Residents like the program and want to keep it (69 percent to 21 percent, according to a city survey), but “an increasing number of vehicles are not moving and that needs to change,” according to a report heard Monday. Tickets issued for street-cleaning parking violations rose by an average of 93 percent during the 2023 test, but “the number of vehicles not moving for street cleaning has more than doubled in the late summer and fall, when debris is heaviest on the streets. This has made maintaining clean streets challenging.”

Since the street-cleaning test was implemented in April, streets have been dirtier, city councillor Paul Toner said.

“I’ve been getting emails with people sending me pictures with their streets covered in leaves,” Toner said.

Proposing hitting reverse

If it was up to him, he said, the city would return to the traditional towing system.

“The thing that really drives me crazy is the solution is to raise the cost of parking tickets when the justification for doing this in the first place was [towing] was supposedly a financial burden on especially lower-income people,” Toner said.

Raising fines in a program designed to save drivers money is less contradictory than it might seem, because the cost of towing is still substantially more expensive, Department of Public Works commissioner Kathleen Watkins said. The traditional approach involves the cost of a ticket, a tow, potentially a day or more of impoundment and the time and expense needed to get a car back from the lot.

The city went into the test knowing fines might have to be eventually increased. “Where can we get to that gets people to move their vehicles without reinstating towing?” Watkins asked.

Councillor E. Denise Simmons voted no to increasing fines and voiced support for an increase in street cleaning instead, going to two days a month instead of one between April and December. The idea was not adopted.

Toner was the other vote against.

Famous announcement

Also discussed at the meeting was how residents are reminded of street cleaning, and whether that needs to be changed. The city has a system in which residents can register their address and sign up for notifications through email or text that sweepers – and ticketers – are coming through.

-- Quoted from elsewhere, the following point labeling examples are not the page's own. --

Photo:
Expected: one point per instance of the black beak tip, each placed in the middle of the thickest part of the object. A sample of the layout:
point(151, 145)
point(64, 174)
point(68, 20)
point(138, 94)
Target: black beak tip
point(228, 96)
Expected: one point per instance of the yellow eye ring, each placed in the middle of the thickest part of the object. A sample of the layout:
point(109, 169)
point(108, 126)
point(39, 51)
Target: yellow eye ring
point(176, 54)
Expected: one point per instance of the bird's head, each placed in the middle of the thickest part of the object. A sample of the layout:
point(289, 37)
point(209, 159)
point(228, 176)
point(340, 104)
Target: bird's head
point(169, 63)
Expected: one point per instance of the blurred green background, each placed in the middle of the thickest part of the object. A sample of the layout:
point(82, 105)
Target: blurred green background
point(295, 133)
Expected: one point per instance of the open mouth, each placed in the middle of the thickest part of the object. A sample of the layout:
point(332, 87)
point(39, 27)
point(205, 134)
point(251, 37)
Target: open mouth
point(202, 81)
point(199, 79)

Some people might not have access to online reminders, and there needs to be more community outreach on street cleaning, Simmons said.

Another way the city alerts residents to street cleaning is a truck that drives around and calls out a recorded warning to move cars out of the way. Since the early 2000s, that famous announcement was the voice of emergency dispatcher Hector Perez – and changing it was another experiment that needed refinement.

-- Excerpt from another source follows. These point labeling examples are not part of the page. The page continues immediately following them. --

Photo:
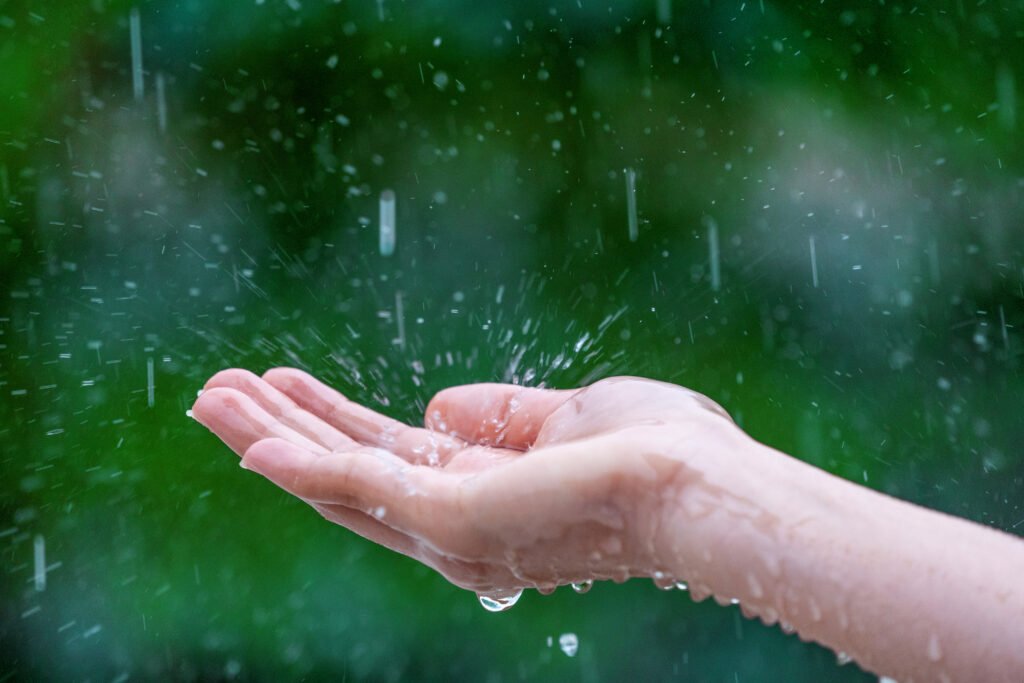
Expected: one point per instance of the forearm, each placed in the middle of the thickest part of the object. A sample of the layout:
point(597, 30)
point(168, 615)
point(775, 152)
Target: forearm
point(906, 592)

“As part of our efforts to be a little less male at DPW, we recorded it with a female voice – and I would say very early on we got a lot of feedback that whatever the tone and the pitch of that voice was, people could not hear it,” Watkins said. “So we re-recorded the message with the original person.”

The year ahead will be another “evolution” for the street-cleaning program, Watkins said.

“I frame it that way in terms of wanting to really increase the tickets and then see how that works, and then continuing on the outreach,” Watkins said.